Note that the IP Address for "eth1" on the same network that the Spring Boot application tries to connect to is

10.0.2.111

and not the IP address 10.0.2.110 that Spring Boot is using.

Q - Why is it that there is a discrepancy in the IP addresses, and how can I get my Spring Boot app to connect to the right IP address?

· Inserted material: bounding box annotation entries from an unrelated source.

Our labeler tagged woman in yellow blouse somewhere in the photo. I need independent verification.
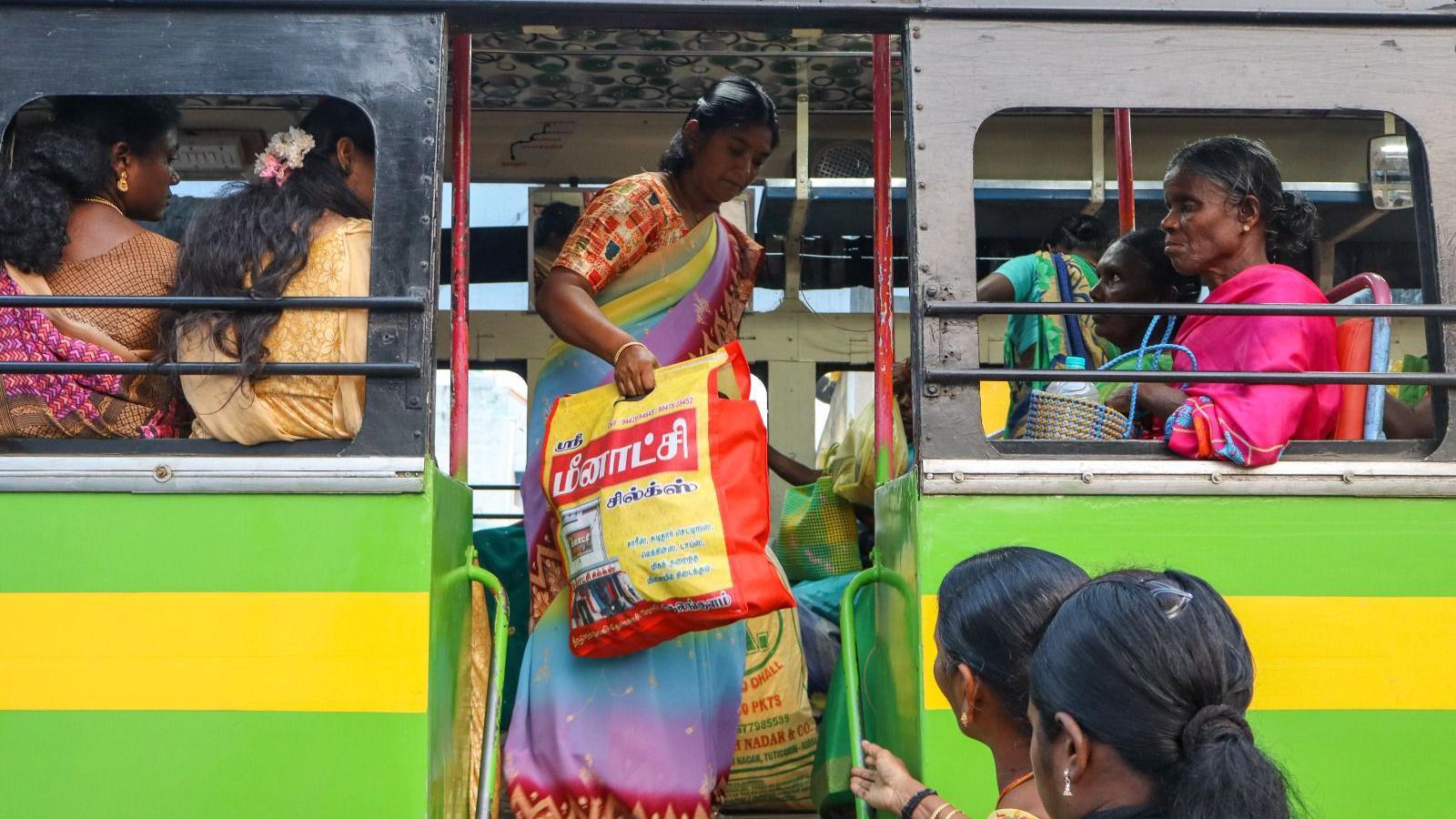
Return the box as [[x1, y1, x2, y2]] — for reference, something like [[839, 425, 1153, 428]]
[[849, 547, 1087, 819], [165, 99, 374, 444]]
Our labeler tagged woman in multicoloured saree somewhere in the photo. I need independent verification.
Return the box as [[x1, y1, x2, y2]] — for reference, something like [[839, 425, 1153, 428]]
[[976, 216, 1117, 439], [0, 96, 177, 439], [1108, 137, 1340, 466], [505, 77, 779, 819]]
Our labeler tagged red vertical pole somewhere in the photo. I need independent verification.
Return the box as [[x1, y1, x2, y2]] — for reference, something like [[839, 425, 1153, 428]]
[[1112, 108, 1138, 233], [874, 34, 895, 484], [450, 34, 471, 480]]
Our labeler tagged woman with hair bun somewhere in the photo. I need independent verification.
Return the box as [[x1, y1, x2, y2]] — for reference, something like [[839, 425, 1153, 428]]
[[1108, 137, 1340, 466], [505, 76, 779, 819], [1028, 570, 1290, 819], [0, 96, 180, 437]]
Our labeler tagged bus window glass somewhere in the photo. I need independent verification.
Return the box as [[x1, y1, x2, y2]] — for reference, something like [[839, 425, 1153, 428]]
[[435, 369, 527, 528], [974, 109, 1436, 449]]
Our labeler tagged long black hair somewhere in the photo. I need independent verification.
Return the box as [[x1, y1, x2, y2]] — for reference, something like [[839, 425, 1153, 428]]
[[162, 99, 374, 382], [1031, 570, 1290, 819], [0, 96, 180, 276], [1165, 136, 1320, 264], [1041, 213, 1112, 257], [657, 75, 779, 177], [935, 547, 1087, 728]]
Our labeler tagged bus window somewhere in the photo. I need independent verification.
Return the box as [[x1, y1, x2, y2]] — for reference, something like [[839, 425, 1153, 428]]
[[974, 109, 1437, 456], [0, 95, 430, 455]]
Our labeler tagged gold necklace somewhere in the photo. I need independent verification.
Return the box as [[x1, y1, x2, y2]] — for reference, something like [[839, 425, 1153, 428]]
[[82, 197, 126, 217]]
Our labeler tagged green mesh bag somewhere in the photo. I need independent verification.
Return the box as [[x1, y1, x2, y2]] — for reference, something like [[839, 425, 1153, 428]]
[[774, 477, 862, 583]]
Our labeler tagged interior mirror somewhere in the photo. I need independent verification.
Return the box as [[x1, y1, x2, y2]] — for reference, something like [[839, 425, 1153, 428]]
[[1370, 134, 1415, 210]]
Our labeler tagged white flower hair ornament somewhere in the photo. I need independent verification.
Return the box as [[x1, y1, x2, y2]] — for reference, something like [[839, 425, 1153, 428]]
[[253, 128, 315, 188]]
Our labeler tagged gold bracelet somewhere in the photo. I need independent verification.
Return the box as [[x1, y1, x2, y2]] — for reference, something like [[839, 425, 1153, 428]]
[[612, 339, 646, 368]]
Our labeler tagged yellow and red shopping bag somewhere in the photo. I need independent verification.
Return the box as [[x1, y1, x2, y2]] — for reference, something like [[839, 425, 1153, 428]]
[[541, 342, 794, 657]]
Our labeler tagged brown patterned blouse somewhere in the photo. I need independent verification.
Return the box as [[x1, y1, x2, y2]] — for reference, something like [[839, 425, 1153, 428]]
[[46, 230, 177, 359]]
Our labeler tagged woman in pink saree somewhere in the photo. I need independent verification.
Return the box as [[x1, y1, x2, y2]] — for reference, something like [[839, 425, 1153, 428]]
[[1108, 137, 1340, 466]]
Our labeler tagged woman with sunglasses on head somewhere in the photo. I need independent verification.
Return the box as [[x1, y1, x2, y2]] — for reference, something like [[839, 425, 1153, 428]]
[[849, 547, 1087, 819], [1028, 570, 1290, 819]]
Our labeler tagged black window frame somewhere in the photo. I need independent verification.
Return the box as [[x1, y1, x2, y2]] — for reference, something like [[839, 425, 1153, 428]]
[[0, 7, 446, 459]]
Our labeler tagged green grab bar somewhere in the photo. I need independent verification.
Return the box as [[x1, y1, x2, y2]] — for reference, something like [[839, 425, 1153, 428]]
[[839, 565, 893, 819], [464, 562, 511, 819]]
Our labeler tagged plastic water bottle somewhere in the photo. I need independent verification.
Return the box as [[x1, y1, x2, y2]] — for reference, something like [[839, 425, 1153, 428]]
[[1046, 356, 1101, 404]]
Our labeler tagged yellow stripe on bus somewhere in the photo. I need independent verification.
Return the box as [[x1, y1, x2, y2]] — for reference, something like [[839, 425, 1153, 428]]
[[0, 592, 430, 714], [920, 594, 1456, 711]]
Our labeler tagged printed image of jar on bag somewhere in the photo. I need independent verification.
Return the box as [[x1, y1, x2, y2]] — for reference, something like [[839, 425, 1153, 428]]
[[541, 341, 794, 657]]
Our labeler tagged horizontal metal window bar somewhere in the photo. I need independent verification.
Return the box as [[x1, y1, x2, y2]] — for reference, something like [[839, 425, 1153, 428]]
[[925, 301, 1456, 319], [0, 361, 420, 379], [925, 368, 1456, 388], [0, 296, 425, 307]]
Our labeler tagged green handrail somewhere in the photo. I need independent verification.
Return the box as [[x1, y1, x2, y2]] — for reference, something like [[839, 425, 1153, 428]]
[[839, 565, 893, 819], [464, 562, 511, 819]]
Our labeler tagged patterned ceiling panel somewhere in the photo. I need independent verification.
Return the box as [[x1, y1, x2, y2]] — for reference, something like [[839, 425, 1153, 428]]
[[473, 29, 901, 112]]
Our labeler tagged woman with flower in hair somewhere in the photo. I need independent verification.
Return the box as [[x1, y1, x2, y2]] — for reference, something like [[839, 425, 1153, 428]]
[[165, 99, 374, 444]]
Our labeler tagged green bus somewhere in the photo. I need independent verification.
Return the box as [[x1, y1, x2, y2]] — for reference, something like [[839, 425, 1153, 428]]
[[0, 0, 1456, 817]]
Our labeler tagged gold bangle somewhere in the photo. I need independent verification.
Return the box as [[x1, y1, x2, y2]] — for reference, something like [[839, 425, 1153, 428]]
[[612, 339, 646, 368]]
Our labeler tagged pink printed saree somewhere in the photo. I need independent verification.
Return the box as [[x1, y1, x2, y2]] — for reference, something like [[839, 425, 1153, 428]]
[[1165, 264, 1340, 466]]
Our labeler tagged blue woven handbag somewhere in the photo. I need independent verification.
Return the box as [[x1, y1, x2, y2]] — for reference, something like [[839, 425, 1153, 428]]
[[1026, 338, 1198, 440]]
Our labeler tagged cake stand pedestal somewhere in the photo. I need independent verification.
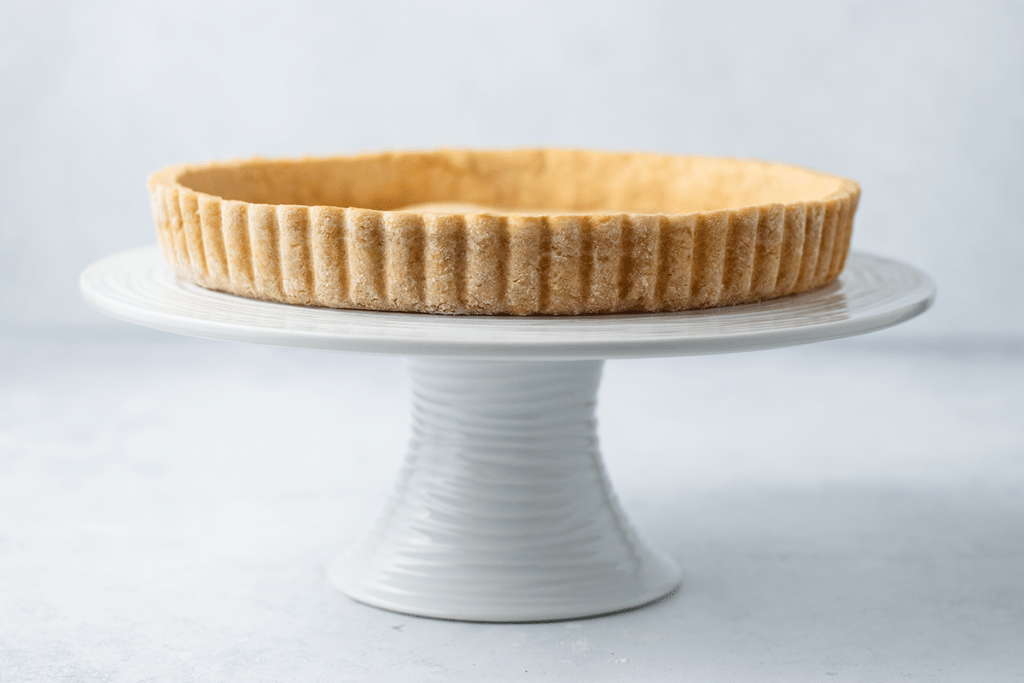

As additional info, if I run another container, such as an Apache HTTPD container, on the worker node and then shell into it and run

ping consul

PING consul (10.0.2.110): 56 data bytes
64 bytes from 10.0.2.110: seq=0 ttl=64 time=0.189 ms
64 bytes from 10.0.2.110: seq=1 ttl=64 time=0.167 ms

it also sees the 10.0.2.110 IP address and not the 10.0.2.111 IP address that consul is listening on.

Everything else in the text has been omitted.